[bpye]

I've done similar. You firewall your home network to all IP's other than Cloudflare's. You can use a Cloudflare provided certificate for HTTPS - they will MITM and use a trusted cert for outward connections. You can update Cloudflare DNS records via their API - the typical dynamic DNS tools work fine. It works well.

I've always been unable to pull this off completely as I always want a way to SSH into my home network - but maybe there is a better way I can pull off this sort of 'break glass' functionality.

[tbyehl]

> I always want a way to SSH into my home network

Guacamole (sorta) gives me that. If CloudFlare or nginx or Guacamole have problems then I'm hosed... but I work from home so remote access isn't a huge concern.

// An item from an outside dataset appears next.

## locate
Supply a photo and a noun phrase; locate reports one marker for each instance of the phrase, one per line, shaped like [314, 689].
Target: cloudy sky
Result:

And I've got nothing terribly "household critical" at home, just the PiHole needs to be running to keep everyone happy. I do wish that PiHole had an HA solution. I've been tempted to set up a pfSense / pfBlockerNG HA pair but that's a lot of overhead just for DNS.

[rovr138]

> I do wish that PiHole had a HA solution

You could run 2 Pi’s or a Pi and a container in another always on machine for example. Then just point your router‘s primary to the Pi and secondary to the other instance.

[bpye]

That's not a terrible solution. I've just been looking at possibly forwarding SSH over WebSocket - then I can put that behind CloudFlare. Latency would however suffer.

[jlgaddis]

> ... want a way to SSH into my home network ...

IMO, using a Tor hidden service is a (damn near) perfect solution for this.

[sterlind]

aren't jitter and latency still major problems with this approach? plus connection resets, though maybe long-lived flows are more reliable than I remember, and I suppose you could do multipath (if Tor doesn't handle that already, not sure.)

have you made it work? my Tor career ended in college after running an exit node - no visits from the FBI, just got auto-klined from every IRC server since I was on the list of proxies.